Description
The total electron dose (e-/A2) is a critical parameter in a single particle cryo-EM method. A higher dose allows to achieve a higher signal to noise ratio, which should give a better quality of final macromolecule reconstruction, but also causes a bigger beam-induced motion. Too high dose can destroy the most sensitive parts of observed particles. In general, it is known how to determine the optimal dose for proteins and DNAs for obtaining a high resolution of reconstruction. Unfortunately, for RNA radiation damage problem is not clearly understood. In my PhD research, I will try to find answers to a few essential questions about the resistance of nucleotides to beam radiation:
- Which nucleotide is the most sensitive to beam radiation and which one is most resistant?

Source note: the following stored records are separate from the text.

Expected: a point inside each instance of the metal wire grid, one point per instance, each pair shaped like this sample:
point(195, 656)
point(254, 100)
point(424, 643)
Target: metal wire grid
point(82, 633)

- Do RNA nucleotide/base pairs react differently to radiation damage than unpaired RNA nucleotides?
- Which pair of RNA nucleotides is the most sensitive/resistant to radiation damage?
- Are non-canonical pairs more resistant to radiation than canonical ones?
- Do bound protein partners influence the beam affected nucleotide pairs?
To reach these aims, I’ve collected a dataset on the transmission electron microscope (TFS Krios G3i) for human type Ribosome and E.coli Ribosome with dose 160 e-/A2 (160 frames) and 80 e-/A2 (80 frames) accordingly. Next, I sliced each movie for a sequence of frames. This procedure should deliver information on the impact of dose on the degree of particle destruction and how beam-induced motion changes the final reconstruction resolution.